The series was officially announced in July 1996 and was pre-sold at MIPCOM that year in some territories. In February 1997, D'Ocon was confirmed to handle a majority of the series' production, as well as holding rights in Spain and Portugal, while Bohbot would control all other territories. The series was the first to be supplied under a new deal with the Writers Guild of America (WGA). DIC Entertainment was brought to animate most of the episodes, and the series premiered in the Fall of 1998 on the Bohbot Kids Network strand.

===Series overview===
Each half-hour episode contained two 11-minute segments. The episodes contained some educational elements, but were mostly written for entertainment. The plots usually involved the Pocket Dragons getting into some kind of mess, either due to their own actions or those of others, and going through wild and crazy situations while trying to set things right.

Some of the episodes' plots and titles are parodies of films or TV series, such as the episodes "Binky, Warrior Princess", and "Attack of the 50 Foot Binky".

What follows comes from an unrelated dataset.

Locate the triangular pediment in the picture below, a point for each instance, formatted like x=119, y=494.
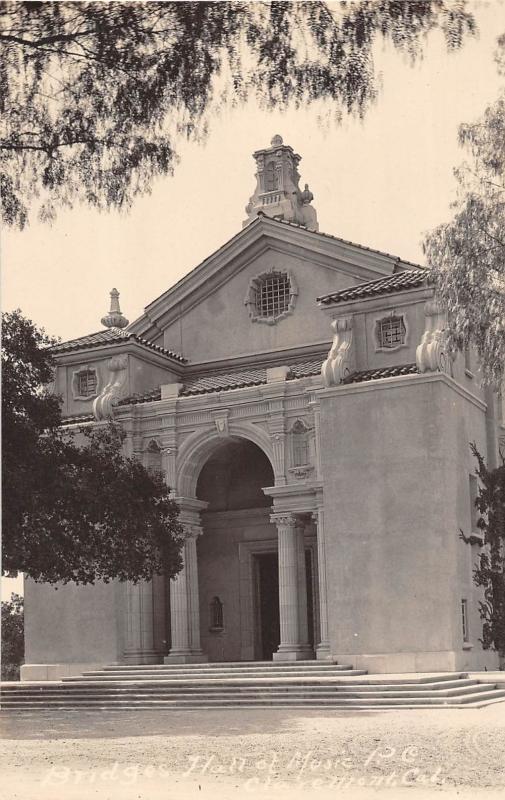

104 eleven-minute episodes were produced. They aired as 52 half-hour episodes in the United States, with some countries airing them as 15-minute programs (in the United Kingdom, for example, the series ran seven days a week on BBC1 and BBC2 for six years as part of its children's programming strand CBBC).

==Release==
Pocket Dragon Adventures has been released on DVD in the United States and around the world (including the United Kingdom, France and other European countries) but availability is limited. DVDs contain selected episodes only. The entire series is currently available on the free streaming platforms Tubi, Pluto TV, and Peacock.